Energy Security Through FDI: The Legacy of Early Japanese Investment in the Oil Sectors of the Persian Gulf
The 25-year period stretching from the late 1950s until the early 1980s was the heyday of Japanese foreign direct investment into the Persian Gulf oil producing states. Japan’s investments were instigated by the enormous oil price spikes and shortages of the 1970s. These events drove Tokyo to enhance political and economic relations with energy-rich countries. Those relations, it was hoped, would result in ample supplies of oil, natural gas and refined products for energy-poor Japan. For that reason, the Japanese government provided financial support to private-sector companies, encouraging them to embark on “national projects,” some of which turned out to be fraught with extreme financial risk.

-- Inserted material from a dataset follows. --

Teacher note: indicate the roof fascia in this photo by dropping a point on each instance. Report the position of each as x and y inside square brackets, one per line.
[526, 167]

This paper presents short case studies examining five such projects in the Gulf. The legacy and outcomes of Japan’s FDI ventures is a mixed one. On the one hand, Japan did create goodwill and strong ties with Gulf oil producers which remain important in the present day. Japanese equity in Gulf crude oil production also succeeded in providing a small but steady supply of Japan’s imported crude. On the other hand, Japanese firms fell victim to government expropriation and other legal economic hazards. In one case, a struggling Japanese joint venture failed when it became part of a wartime battlefield. For the FDI recipients, the legacy of Japanese FDI remains a mixture of strong technical transfers, particularly in petrochemicals, but limited assistance in economic diversity or job creation.